Q5: Can an in-house vacuum line be used with the EZ Vac Vacuum Manifold?
Yes, however, the pressure needs to be around 400 mm Hg. Users should take caution, as the pressure of an in-house vacuum line can fluctuate drastically or be significantly reduced, depending on the demand in the building.
Q6: Can the ZymoPURE Kits be used with other bacteria?
Yes, please contact technical support for an application note.
Q7: Is there a protocol for low-copy number plasmid DNA?
Yes, we do have an application note for low-copy number plasmid available. Please contact technical support for a copy.
Q8: Can I process more than the recommended volume of bacterial culture or use enriched growth media?

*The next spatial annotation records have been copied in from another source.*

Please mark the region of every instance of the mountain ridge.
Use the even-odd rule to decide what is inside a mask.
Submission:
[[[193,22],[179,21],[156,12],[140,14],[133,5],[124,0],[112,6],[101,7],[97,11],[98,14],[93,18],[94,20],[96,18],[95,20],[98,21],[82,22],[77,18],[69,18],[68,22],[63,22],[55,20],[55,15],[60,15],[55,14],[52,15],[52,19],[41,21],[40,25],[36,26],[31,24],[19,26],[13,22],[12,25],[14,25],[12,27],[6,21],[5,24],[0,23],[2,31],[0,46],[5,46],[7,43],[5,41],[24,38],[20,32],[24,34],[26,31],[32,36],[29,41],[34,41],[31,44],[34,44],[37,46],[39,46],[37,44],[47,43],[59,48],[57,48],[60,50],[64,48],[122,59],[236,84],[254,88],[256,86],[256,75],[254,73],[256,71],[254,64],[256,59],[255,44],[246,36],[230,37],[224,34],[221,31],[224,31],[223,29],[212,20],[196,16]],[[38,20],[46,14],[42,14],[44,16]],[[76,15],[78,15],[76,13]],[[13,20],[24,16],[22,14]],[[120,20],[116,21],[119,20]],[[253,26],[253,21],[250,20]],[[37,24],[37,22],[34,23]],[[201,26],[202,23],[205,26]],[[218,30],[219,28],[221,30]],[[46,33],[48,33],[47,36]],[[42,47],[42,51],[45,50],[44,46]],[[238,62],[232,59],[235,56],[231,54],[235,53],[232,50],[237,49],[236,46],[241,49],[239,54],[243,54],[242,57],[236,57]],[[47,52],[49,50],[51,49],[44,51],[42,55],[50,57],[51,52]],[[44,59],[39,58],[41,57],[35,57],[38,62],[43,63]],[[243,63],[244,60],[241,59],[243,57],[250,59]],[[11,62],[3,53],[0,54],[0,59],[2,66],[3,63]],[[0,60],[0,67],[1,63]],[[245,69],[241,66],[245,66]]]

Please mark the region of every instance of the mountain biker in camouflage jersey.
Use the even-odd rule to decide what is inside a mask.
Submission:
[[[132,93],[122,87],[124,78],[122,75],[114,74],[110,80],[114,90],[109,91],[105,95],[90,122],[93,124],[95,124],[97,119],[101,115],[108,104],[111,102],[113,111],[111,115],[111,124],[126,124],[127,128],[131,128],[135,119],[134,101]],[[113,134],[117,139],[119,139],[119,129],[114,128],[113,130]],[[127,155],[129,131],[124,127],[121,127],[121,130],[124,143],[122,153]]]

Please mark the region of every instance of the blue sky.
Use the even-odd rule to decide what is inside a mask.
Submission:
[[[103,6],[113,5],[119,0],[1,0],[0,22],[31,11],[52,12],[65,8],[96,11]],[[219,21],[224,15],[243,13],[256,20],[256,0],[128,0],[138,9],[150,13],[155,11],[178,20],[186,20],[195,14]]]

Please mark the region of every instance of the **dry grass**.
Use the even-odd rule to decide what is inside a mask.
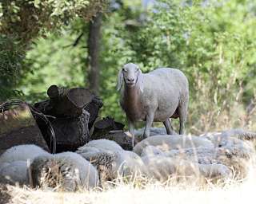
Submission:
[[[147,181],[147,184],[142,186],[136,181],[128,184],[119,181],[103,190],[75,193],[9,186],[9,203],[254,203],[254,165],[251,165],[248,178],[242,182],[230,179],[215,184],[202,184],[198,181],[177,182],[176,179],[173,179],[164,185]]]

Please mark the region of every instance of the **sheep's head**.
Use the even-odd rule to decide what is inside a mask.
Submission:
[[[128,88],[138,85],[142,92],[142,73],[137,65],[128,63],[119,71],[118,90],[121,89],[123,82]]]

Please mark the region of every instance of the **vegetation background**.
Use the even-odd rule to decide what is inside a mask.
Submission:
[[[0,101],[89,87],[125,122],[116,80],[132,61],[186,73],[187,132],[256,130],[255,33],[254,0],[2,0]]]

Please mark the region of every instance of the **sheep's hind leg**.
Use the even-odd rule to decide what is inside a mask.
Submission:
[[[184,134],[186,111],[187,111],[187,107],[185,104],[182,104],[178,109],[178,116],[179,116],[179,135]]]
[[[131,145],[134,147],[134,123],[128,119],[129,131],[132,136]]]
[[[150,128],[154,121],[154,113],[148,113],[146,118],[146,125],[143,134],[143,139],[150,135]]]
[[[169,118],[166,121],[163,121],[162,123],[166,127],[167,135],[177,135],[177,133],[174,131],[174,128],[171,125],[171,123]]]

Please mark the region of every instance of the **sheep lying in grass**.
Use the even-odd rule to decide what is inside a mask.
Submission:
[[[124,88],[121,88],[123,83]],[[150,135],[154,121],[163,122],[167,134],[173,134],[170,117],[179,117],[179,134],[184,133],[189,86],[180,70],[159,68],[143,74],[137,65],[129,63],[119,71],[118,89],[121,89],[120,104],[126,112],[133,140],[134,122],[141,120],[146,121],[144,139]]]
[[[119,151],[123,151],[123,149],[116,142],[101,139],[90,141],[84,146],[78,147],[76,152],[86,158],[102,151],[113,152]]]
[[[39,155],[32,162],[30,171],[34,186],[73,191],[94,188],[99,181],[97,170],[74,152]]]
[[[147,176],[161,182],[170,178],[229,178],[231,174],[227,167],[222,164],[199,164],[188,160],[173,159],[162,155],[142,160],[147,170]]]
[[[0,183],[28,185],[27,163],[14,161],[0,164]]]
[[[204,166],[206,172],[207,165],[222,164],[232,170],[238,178],[244,178],[247,175],[248,164],[254,155],[254,150],[251,144],[237,138],[241,138],[241,135],[237,134],[234,136],[233,133],[227,134],[227,131],[223,134],[205,134],[200,137],[190,137],[190,142],[187,140],[190,138],[188,136],[184,137],[187,141],[178,139],[182,137],[152,136],[138,143],[134,151],[146,162],[154,156],[160,155],[206,165]],[[248,139],[248,136],[246,138]]]
[[[36,156],[50,155],[33,144],[18,145],[7,149],[0,156],[0,182],[27,185],[28,164]]]
[[[154,146],[163,151],[171,149],[207,147],[212,148],[213,143],[206,139],[186,135],[155,135],[146,138],[135,145],[134,151],[141,155],[146,146]]]
[[[107,139],[90,141],[76,152],[97,168],[102,182],[114,180],[118,176],[133,176],[142,171],[143,167],[137,154],[124,151],[115,142]]]

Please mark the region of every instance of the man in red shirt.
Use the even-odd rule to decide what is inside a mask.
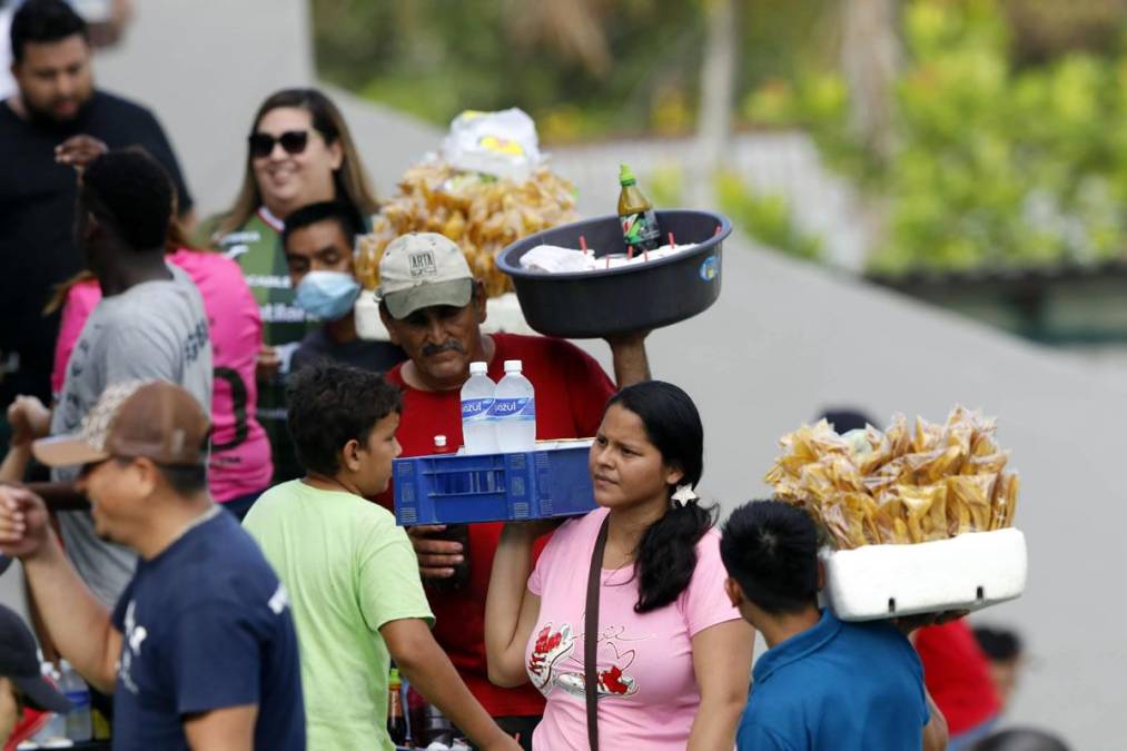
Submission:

Yes, however, more attention is required during the lysis and steps. We recommend centrifuging/pelleting the neutralized lysate before loading onto the supplied syringe/bottle-top filter. For high copy plasmids using more culture can cause overloading and subsequent clogging of columns, which can result in poor DNA yield and/or quality.
Q9: Can the ZymoPURE kits be used to isolate large plasmid constructs (BAC/PAC)?
Yes, the standard ZymoPURE protocol has been successfully tested with constructs up to 200 kb. To increase elution of large plasmid DNA, we recommend pre-warming the ZymoPURE Elution Buffer (50 ºC) and increasing the incubation time on column up to 10 minutes prior to centrifugation.